Shares in Europe's leading airline groups - including Ryanair and Aer Lingus-owner IAG - plummeted on the back of a profit warning from German carrier Lufthansa.
Late on Sunday, Lufthansa forecast annual earnings, before interest and tax, of between €2bn and €2.4bn. That was down on the previously targeted range of between €2.4bn and €3bn. Lower fare prices and higher fuel costs have compounded the effect of losses at its budget subsidiary Eurowings, the German airline group said.
“Yields in the European short-haul market, in particular in the group’s home markets, Germany and Austria, are affected by sustained overcapacities caused by carriers willing to accept significant losses to expand their market share,” Lufthansa said.
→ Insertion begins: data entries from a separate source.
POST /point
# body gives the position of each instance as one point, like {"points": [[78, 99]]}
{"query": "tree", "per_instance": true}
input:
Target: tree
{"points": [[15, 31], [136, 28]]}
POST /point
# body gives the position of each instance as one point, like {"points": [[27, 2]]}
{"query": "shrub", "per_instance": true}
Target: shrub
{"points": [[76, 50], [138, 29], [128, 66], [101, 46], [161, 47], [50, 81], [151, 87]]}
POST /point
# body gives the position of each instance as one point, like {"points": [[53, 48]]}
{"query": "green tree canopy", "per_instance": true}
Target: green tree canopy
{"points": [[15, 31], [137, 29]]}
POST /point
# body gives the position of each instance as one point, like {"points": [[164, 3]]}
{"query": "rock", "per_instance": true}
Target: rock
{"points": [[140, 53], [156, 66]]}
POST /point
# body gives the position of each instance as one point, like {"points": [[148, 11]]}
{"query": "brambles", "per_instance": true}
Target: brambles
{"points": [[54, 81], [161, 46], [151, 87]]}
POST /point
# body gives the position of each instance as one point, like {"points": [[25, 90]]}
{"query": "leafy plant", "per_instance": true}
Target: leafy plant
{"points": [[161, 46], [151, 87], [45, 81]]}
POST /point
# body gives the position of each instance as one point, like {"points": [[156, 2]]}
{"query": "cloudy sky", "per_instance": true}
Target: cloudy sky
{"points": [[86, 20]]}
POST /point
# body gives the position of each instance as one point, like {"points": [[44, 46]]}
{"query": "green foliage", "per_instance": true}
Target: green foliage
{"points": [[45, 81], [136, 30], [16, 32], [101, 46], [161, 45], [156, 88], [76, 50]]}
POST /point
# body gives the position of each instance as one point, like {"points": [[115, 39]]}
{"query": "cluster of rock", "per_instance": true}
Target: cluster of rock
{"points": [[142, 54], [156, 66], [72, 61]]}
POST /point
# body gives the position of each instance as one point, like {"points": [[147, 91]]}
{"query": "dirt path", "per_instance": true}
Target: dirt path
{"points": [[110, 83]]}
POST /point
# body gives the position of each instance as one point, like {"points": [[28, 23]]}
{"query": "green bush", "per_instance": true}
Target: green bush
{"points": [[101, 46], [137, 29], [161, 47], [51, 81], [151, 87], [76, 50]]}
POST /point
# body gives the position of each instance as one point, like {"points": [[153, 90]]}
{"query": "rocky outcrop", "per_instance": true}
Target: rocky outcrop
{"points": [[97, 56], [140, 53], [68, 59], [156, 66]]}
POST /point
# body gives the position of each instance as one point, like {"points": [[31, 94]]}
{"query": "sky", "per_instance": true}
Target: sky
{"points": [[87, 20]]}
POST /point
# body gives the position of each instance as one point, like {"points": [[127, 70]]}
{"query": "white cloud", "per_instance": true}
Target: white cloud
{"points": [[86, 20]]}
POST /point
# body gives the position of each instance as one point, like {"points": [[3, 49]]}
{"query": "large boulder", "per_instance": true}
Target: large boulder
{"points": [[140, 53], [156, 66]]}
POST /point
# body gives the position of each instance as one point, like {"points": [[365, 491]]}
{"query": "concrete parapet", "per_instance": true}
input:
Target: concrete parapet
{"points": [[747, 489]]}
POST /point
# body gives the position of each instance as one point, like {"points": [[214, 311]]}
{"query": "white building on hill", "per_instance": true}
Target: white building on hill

European airlines are locked in a battle for supremacy, with a surfeit of seats holding down revenues and higher fuel costs adding to the pressure. A number of smaller airlines have collapsed over the past two years.
Lufthansa cited falling revenue from its Eurowings budget business as a key reason for the profit warning.
“The group expects the European market to remain challenging at least for the remainder of 2019,” it said.
It also pointed to high jet fuel costs, which it said could exceed last year’s figure by 550 million euros, despite a recent fall in crude oil prices.
Lufthansa shares tumbled by close to 12% on the back of its announcement and European rivals also felt the heat. Ryanair shares fell by 4.4%, with Aer Lingus and British Airways-owner IAG down 2.2%. Air France-KLM fell 4.5% and EasyJet was also down by over 4%.
"Despite a strong performance in long haul, the price deterioration in Europe, caused by market-wide overcapacities and aggressively growing low-cost competitors, has led to Lufthansa lowering guidance," said Davy analyst Stephen Furlong.
Ryanair boss Michael O’Leary last month warned of the impact of what he called “attritional fare wars” and said four or five European airlines were likely to emerge as the winners in the sector.
Earlier this month global airlines slashed a widely watched industry profit forecast by 21%.